About a month ago my husband felt our swing set was no longer safe and didn’t want to take the risk of anyone getting hurt so he made a decision to take it apart. The day was an emotional one for me because it represented another chapter gone by in my children’s lives and it took me back to the day we took their cribs apart. But, it also pushed me to a little research about play safety.
According to the American Pediatrics Association, playgrounds build motor, gross, cognitive, perceptual and social skills. But as my husband feared, these skills can lead to unintended injury and death.
The leading cause of playground equipment-related deaths is strangulation, accounting for 56 percent of fatalities, according to preventinjury.org. "And the majority of these deaths occur on home playgrounds," the site stated.

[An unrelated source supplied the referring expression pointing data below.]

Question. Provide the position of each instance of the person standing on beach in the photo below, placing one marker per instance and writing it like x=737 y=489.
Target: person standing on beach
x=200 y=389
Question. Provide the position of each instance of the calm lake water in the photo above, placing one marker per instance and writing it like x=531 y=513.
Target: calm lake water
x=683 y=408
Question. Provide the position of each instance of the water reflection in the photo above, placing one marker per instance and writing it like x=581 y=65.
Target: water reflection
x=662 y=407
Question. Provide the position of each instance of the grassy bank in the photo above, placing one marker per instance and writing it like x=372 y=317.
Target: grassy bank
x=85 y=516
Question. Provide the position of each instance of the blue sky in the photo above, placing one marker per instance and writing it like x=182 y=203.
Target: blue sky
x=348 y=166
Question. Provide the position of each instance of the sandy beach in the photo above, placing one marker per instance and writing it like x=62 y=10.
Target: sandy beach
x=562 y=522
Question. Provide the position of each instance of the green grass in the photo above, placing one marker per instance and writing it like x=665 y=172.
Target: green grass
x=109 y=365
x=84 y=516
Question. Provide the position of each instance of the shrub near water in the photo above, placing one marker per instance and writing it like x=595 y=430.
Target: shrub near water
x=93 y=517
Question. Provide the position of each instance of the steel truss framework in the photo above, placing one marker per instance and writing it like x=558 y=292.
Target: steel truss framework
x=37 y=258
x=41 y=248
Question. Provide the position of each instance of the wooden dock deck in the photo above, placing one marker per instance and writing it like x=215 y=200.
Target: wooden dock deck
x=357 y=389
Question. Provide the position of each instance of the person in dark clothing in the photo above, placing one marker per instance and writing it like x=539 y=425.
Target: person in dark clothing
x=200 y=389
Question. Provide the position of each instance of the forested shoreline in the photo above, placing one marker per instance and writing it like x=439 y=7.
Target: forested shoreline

I was shocked by the advice from the pediatrics association: “Never attach ropes, jump ropes, clotheslines, or pet leashes to playground equipment because children can strangle on them.”
Yikes! My kids always had ropes tied to their swing set.
The Centers for Disease Control and Prevention reports 45 percent of playground-related injuries are severe fractures, internal injuries, concussions, dislocations, and amputations. About 75 percent of injuries related to playground equipment occur on public playgrounds. Most of these occur at schools and daycare centers.
Most people know to wear protective equipment when riding bikes, , using scooters and rollerblades, however, I thought it might prevent a few injuries this summer if I passed along some ways to decrease playground injuries:
- Supervise the children and teach them not to push, shove or fight on the equipment and teach them not to walk in front or behind swings.
- Decrease strangulation risk by not doing what my kids did with ropes. Tuck in drawstrings, take off necklaces, and use no purses or backpacks while playing. Make sure the children don’t twist the swings (Again: yikes! we all did that)
- Make sure there is adequate cushion below and 6 feet surrounding the play area. Materials matter. Concrete, asphalt, and blacktop are unsafe and unacceptable, according to kidshealth.org. Grass, soil, and packed-earth surfaces are also unsafe because weather and wear can reduce their capacities to cushion a child's fall, according to the website.
- Make sure children are playing on age-appropriate structures with their age group.
- Make sure there are guardrails and protective barriers on elevated surfaces and ensure metal surfaces are not hot (I think this officially fails the Hopedale park slide)
- Make sure all openings on equipment measure less than 3½ inches or they should be wider than 9 inches to prevent trapping of body parts
- Make sure your home play structure is on even ground and is anchored firmly.
- Take down play structures when there is evidence of tilting, rotting, broken pieces, or rusting.
- Check equipment (and sand boxes) for splintery wood, loose or sharp hardware or glass and needles.
Hopefully by following these rules and by the work of the , Milford's eight playgrounds will be safer, have more handicap accessibility, and be more interactive. This also might just cut down on emergency room visits and prevent more kids from spending the summer in casts or covered in stitches.